José Solano, Garcia's nephew, testified that he saw Garcia at approximately 12:00 p.m. on the day of the shooting when Garcia was working on a bicycle in the rear yard of Solano's apartment at 1111 Barnum Avenue. According to Solano, Garcia was acting “normal,” “nice,” and “calm” and was “happy” at that time. Solano also testified that Garcia showed Solano a gun, which Garcia claimed a friend had given to him.
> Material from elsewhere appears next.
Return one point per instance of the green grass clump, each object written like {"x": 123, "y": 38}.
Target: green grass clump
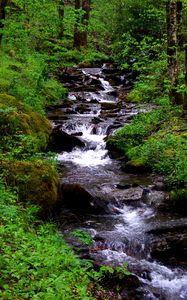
{"x": 35, "y": 261}
{"x": 156, "y": 140}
According to his testimony, Solano left home for a few hours and returned at approximately 2:30 or 3:00 p.m. with his sister and his friend, Edwin Maldonado. When they arrived, they heard Solano's dogs barking in Solano's third floor apartment. As they approached the apartment, Maldonado, who had been living with Solano for several months, shouted to the dogs to shut up. Garcia, who was in the apartment making a sandwich and heard Maldonado yell at the dogs, came out of the apartment, grabbed Maldonado, threw him against the door, and told him never to tell the dogs to shut up. Shortly after Solano told Garcia to stop fighting with Maldonado, Garcia let go of Maldonado but continued to yell, and threatened Maldonado with the gun he had earlier shown to Solano. At Solano's request, Garcia eventually left the apartment, all the while yelling, swearing, and threatening both Solano and Maldonado. At that point, Solano telephoned his mother, Minerva Solano (Garcia's sister), and also called the police. Solano testified that, at this time, Garcia was acting “angry,” “sounded like evil,” and “sounded like he ․ had a demon or something.”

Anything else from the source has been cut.